Segundo ele, através do diálogo com os governos estaduais e municipais, o parlamento e a sociedade civil e movimentos sociais foi feita uma verdadeira revolução. A reconstrução da Política Nacional de Assistência Técnica e Extensão Rural, a criação de políticas de compras públicas, como PNAE e PAA, o aumento em doze vezes no crédito a um perfil mais diversificado de beneficiários, bem como o avanço da política territorial e da governança fundiária, foram alguns exemplos nesse sentido. A intenção do governo é que os alimentos do povo brasileiro sejam mais baratos, com mais qualidade e sustentáveis, acrescentou o ministro.
“Serão destinados R$ 30 bilhões para o crédito do Pronaf para financiamento da produção de alimentos saudáveis com redução de juros de 5,5% para 2,5% ao ano nas operações voltadas à produção de alimentos. O limite de crédito por ano agrícola passa de R$ 250 mil no custeio, e chega a R$ 330 mil em investimentos. Aumenta o apoio às cooperativas, e o seguro da agricultura familiar terá a cobertura de 80% da renda bruta esperada. Consolidamos a Agência Nacional de Assistência Técnica e Extensão Rural (Anater) com 18 metas para 20016, com R$ 31 milhões de recursos para realizar contratos e serviços: um marco histórico da agricultura familiar. O MDA e o Instituto Nacional de Colonização e Reforma Agrária (Incra) continuarão com 600 mil famílias atendidas com base agroecológica, além de 11.800 na convivência com o semiárido”, exemplificou o ministro.
Movimentos em defesa da democracia
Durante a cerimônia foi divulgado o “Manifesto em Defesa da Agricultura Familiar e da Agroecologia”, assinado por 67 movimentos sociais e redes da sociedade civil, incluindo a Articulação Nacional de Agroecologia (ANA) e a Articulação Semiárido Brasileiro (ASA). No documento, as organizações ressaltam que “não serão admitidas quaisquer tentativas de desmonte das estruturas que sustentam a efetivação de referidas políticas públicas, nem mesmo propostas que atentem contra a existência da Companhia Nacional de Abastecimento (Conab), do Instituto Nacional de Colonização e Reforma Agrária (INCRA) e da Fundação Nacional do Índio (FUNAI), e contra os processos de demarcação dos territórios indígenas, ameaçados pela PEC 215, e de regularização dos territórios das comunidades tradicionais.” E destacam “a necessidade de manutenção do MDA e das politicas por ele executadas, bem como do seu modelo de participação social através do CONDRAF, sem que se altere o seu conteúdo original que fez do Brasil um modelo defendido inclusive pela FAO. Os milhões de beneficiários destas políticas não permitirão que as mesmas sejam eliminadas ou deturpadas sem uma forte reação de caráter nacional.”

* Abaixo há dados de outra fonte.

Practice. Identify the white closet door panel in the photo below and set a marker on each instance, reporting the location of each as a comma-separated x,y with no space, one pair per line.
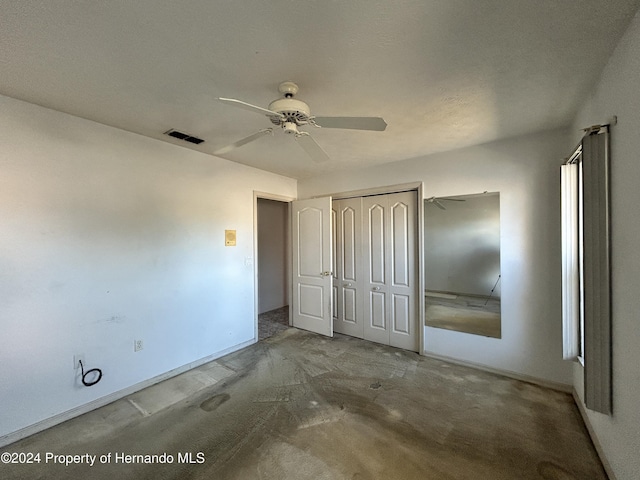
402,287
349,301
336,296
350,250
376,243
401,314
312,242
349,278
400,244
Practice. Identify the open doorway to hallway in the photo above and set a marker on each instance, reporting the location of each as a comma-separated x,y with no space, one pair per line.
273,253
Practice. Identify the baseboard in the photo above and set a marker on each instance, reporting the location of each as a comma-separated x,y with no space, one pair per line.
561,387
112,397
594,437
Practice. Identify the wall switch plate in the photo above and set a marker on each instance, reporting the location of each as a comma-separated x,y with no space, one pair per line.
77,358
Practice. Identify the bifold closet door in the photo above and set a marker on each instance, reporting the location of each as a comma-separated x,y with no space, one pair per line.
347,267
312,279
389,258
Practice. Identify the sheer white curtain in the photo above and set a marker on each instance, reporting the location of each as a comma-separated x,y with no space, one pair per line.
570,263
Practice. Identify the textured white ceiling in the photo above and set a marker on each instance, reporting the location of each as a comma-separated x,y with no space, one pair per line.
444,74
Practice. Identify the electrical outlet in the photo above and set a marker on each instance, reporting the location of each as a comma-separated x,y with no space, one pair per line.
77,358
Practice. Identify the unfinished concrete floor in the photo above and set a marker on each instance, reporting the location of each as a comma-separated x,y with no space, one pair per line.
301,406
463,313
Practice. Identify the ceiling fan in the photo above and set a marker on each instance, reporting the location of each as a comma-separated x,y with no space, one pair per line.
437,201
289,113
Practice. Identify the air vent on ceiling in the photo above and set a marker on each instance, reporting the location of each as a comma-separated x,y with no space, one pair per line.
184,136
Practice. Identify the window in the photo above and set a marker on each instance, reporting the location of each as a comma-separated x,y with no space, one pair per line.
586,285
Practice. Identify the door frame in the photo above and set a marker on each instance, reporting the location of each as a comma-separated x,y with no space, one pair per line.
402,187
280,198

Segundo Anderson Amaro, da Via Campesina e do Movimento dos Pequenos Agricultores (MPA), os movimentos têm construído uma frente ampla de luta e unidade popular em defesa da democracia. É necessário, segundo ele, construir uma governabilidade com o povo e se apoiar nos trabalhadores com a participação popular por mais direitos e alargando a nossa jovem democracia.

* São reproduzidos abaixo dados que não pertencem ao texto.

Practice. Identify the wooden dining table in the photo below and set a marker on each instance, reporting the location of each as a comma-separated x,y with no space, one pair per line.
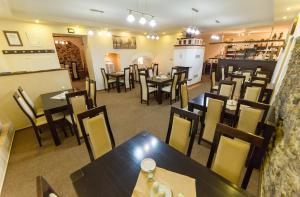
115,173
160,82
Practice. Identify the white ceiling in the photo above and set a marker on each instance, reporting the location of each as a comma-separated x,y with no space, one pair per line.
171,15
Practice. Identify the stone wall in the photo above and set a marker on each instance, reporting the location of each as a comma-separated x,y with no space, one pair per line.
281,173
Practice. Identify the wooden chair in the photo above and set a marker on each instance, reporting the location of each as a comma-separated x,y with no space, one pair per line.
240,80
38,112
146,90
78,102
213,114
232,152
38,122
93,92
261,80
182,130
44,189
172,89
226,88
155,69
214,86
249,114
253,92
107,82
96,131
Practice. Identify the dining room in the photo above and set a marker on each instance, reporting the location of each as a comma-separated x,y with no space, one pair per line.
201,99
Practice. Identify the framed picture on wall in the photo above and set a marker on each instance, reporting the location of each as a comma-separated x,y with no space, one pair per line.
13,38
124,42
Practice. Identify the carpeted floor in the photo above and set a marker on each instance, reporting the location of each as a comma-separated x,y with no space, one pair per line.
127,117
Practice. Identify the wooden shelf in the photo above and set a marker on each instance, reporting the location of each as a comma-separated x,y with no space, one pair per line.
250,41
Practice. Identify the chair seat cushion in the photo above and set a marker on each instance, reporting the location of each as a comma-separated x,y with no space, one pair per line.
42,120
166,89
151,89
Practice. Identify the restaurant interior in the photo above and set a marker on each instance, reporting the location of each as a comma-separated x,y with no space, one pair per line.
121,98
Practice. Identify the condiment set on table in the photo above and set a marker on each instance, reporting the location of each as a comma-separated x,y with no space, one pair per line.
158,189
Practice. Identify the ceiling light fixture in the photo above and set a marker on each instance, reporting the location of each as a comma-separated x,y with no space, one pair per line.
130,17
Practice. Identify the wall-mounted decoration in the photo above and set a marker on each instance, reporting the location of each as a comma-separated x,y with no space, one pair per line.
7,52
124,42
13,38
71,30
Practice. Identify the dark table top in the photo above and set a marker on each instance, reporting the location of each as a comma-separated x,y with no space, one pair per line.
157,80
49,103
198,102
116,173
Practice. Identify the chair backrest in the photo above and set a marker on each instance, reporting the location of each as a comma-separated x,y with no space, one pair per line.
182,130
175,79
232,152
155,69
87,85
27,99
249,114
184,96
223,73
260,80
93,91
254,92
127,77
44,189
25,107
240,80
105,80
213,79
150,72
214,113
226,88
78,102
100,139
144,86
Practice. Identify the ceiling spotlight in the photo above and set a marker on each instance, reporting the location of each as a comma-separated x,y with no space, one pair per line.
90,33
152,23
142,20
130,18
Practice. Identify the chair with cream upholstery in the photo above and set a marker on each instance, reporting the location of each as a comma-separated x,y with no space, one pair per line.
155,69
260,80
182,129
214,112
78,102
96,131
226,88
214,86
254,92
249,115
107,82
93,92
38,112
37,122
229,151
172,89
146,90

“Esse equilíbrio pode ser buscado através do Programa Nacional de Redução dos Agrotóxicos (Pronara), do limite das propriedades, com a implementação do Programa Camponês, que significará a inclusão de 2 milhões de famílias que estão fora do Brasil Sem Miséria e do Pronaf, e da retomada do PAA, além do fortalecimento do PNAE e da ATER. Também com o fortalecimento da moradia camponesa dentro do Minha Casa Minha Vida 3. Queremos fortalecer a relação com a Companhia Nacional de Abastecimento (CONAB) e não queremos a extinção do MDA, como prega a bancada ruralista. Esse equilíbrio é muito importante para que não morram mais pessoas, como em Eldorado e recentemente no Paraná, assassinados por aqueles que detêm o poder e o latifúndio”, afirmou.
Amaro defendeu ainda a demarcação de terras indígenas, quilombolas e pesqueiras que, na sua visão, são seus verdadeiros donos e parte da base cultural e material para um projeto de Brasil. “Foi através do nosso suor que esse país cresceu. Impeachment sem prova é golpe, e não aceitamos. A Via Campesina esteve e ficará ao lado certo da história pela democracia. Lutaremos com ousadia, sem trégua contra os golpistas e em defesa da reforma agrária popular”, concluiu.
Ao fazer um balanço dos mais de dez anos de construção do Plano Safra, Elisangela dos Santos Araújo, representante da Federação dos Trabalhadores e Trabalhadoras na Agricultura Familiar (Fetraf), destacou o reconhecimento de um segmento tão importante para produção de alimentos e a riqueza do país. Muitas ações políticas valorizaram e deram visibilidade ao setor, e os movimentos de mulheres estão indignados com o golpismo das elites e políticos que não têm responsabilidade com o país, complementou.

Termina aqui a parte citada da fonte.